2025, Nov 19 21:00

Orchestrating split 7z archive downloads and extraction with Python asyncio, aiohttp, and async subprocesses

Learn how to download split 7z parts with aiohttp while extracting via asyncio subprocess, using TaskGroup to avoid blocking and keep event loop responsive

Async download and on-the-fly extraction of split 7z archives sounds straightforward until the event loop stalls on blocking calls. With Python 3.12.3, asyncio, and aiohttp, the core challenge is orchestrating two pipelines at once: fetching parts for file_N while extracting file_N−1 without freezing the loop.

Problem setup

The input starts as a flat list of 7z parts grouped by base archive name. Synchronous download-then-extract works but wastes time while extraction blocks the loop and the next batch waits.

Problematic code sample

The following snippet shows where things go wrong. The names are different, but the behavior mirrors the original approach.

async def orchestrate(self, items: list):
    base_labels = list(set([re.sub(r'\.7z.*$', '', y) for y in items]))  # ["file_1", "file_2", ...]
    for label in base_labels:
        related = [y for y in items if f"{base_labels}.7z" in y]
        for shard in related:
            self.fetch_chunk(shard)
        self.unpack_sync(label)  # long-running and blocks the loop
async def fetch_chunk(self, ref):
    url = f"{xxx}/file"
    async with self._session.get(url=url) as resp:
        with open(output_document, "wb") as fh:
            size = 64*1024
            async for buf in resp.content.iter_chunked(size):
                fh.write(buf)
async def unpack_sync(self, base) -> None:
    cmd = ['7z', 'x', f"{base}.7z.001", f"-o{save_dir}"]
    subprocess.run(cmd, stderr=subprocess.STDOUT, stdout=subprocess.PIPE).stdout.decode('utf-8')

What actually breaks

The extraction phase uses subprocess.run, which blocks the event loop. While 7z is extracting, no downloads progress. There is also a subtle logic bug in the selection of parts. The filter uses the wrong variable inside the f-string, which means related parts are not selected as intended. Finally, the download coroutine is created but never awaited, so the loop doesn’t actually wait for the I/O to finish.

Reshaping the workflow

The solution hinges on two simple moves. First, transform the flat list of parts into a list of batches, where each inner list contains all parts of a single archive. Second, use asyncio.TaskGroup to download the current batch while asynchronously extracting the previous one. Extraction must run without blocking the event loop; asyncio.create_subprocess_exec does exactly that. If a synchronous extraction wrapper is already in place and thread-safe, asyncio.to_thread is also a viable alternative.

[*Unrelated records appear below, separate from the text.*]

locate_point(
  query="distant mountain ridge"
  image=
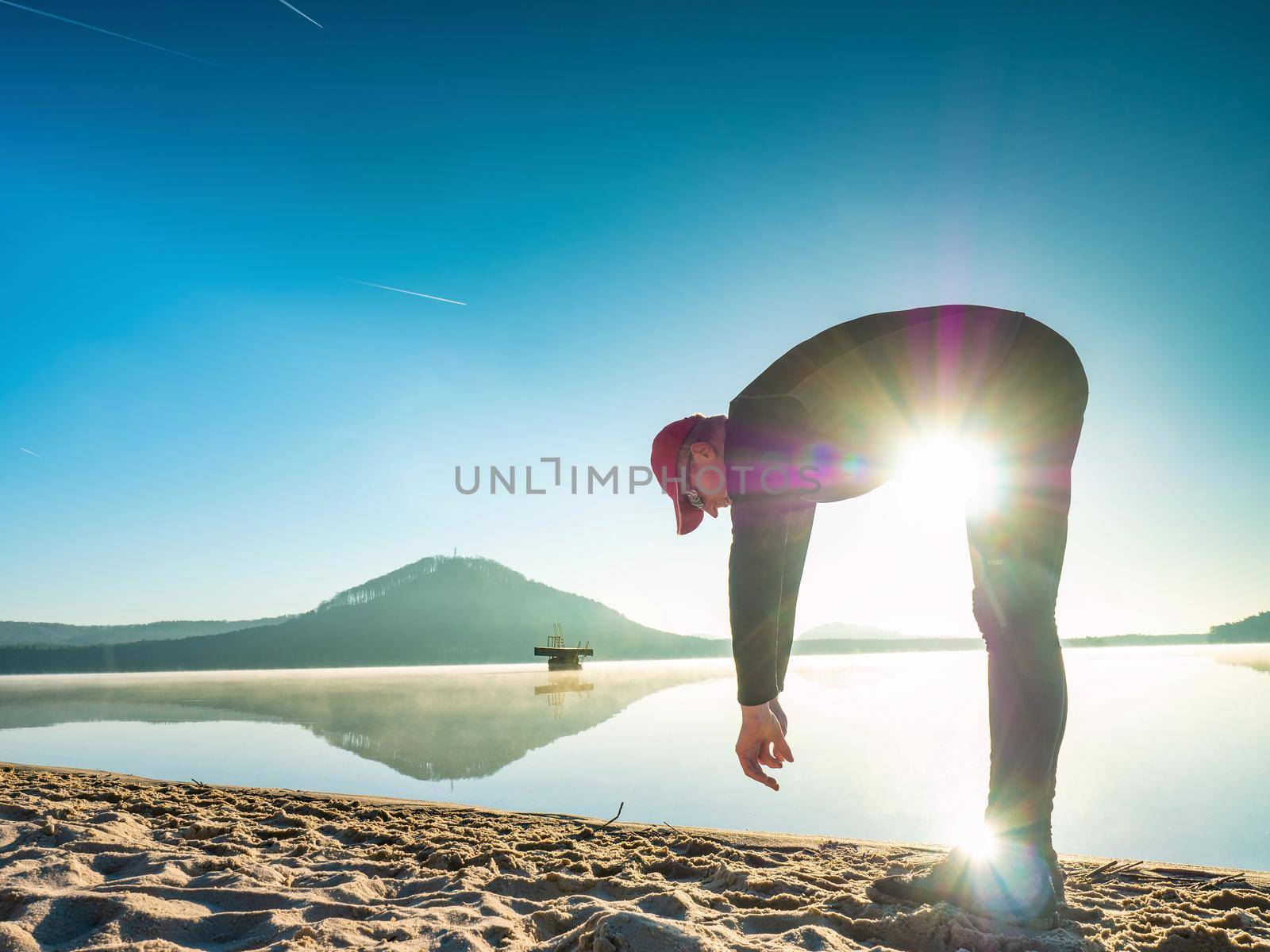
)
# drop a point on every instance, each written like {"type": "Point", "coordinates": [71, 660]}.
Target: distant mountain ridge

Here is the input restructuring from a flat list of parts to a list of lists.

# FROM
payload = [
    { "part": "file_1.7z.001" },
    { "part": "file_1.7z.xxx" },
    { "part": "file_N.7z.001" },
    { "part": "file_N.7z.xxx" },
]
# TO
grouped = [
    [ "file_1.7z.001", "file_1.7z.xxx" ],
    [ "file_N.7z.001", "file_N.7z.xxx" ],
]

Working solution with asyncio + aiohttp

The following code downloads parts for index i while extracting index i−1, and finally extracts the last batch after the loop completes.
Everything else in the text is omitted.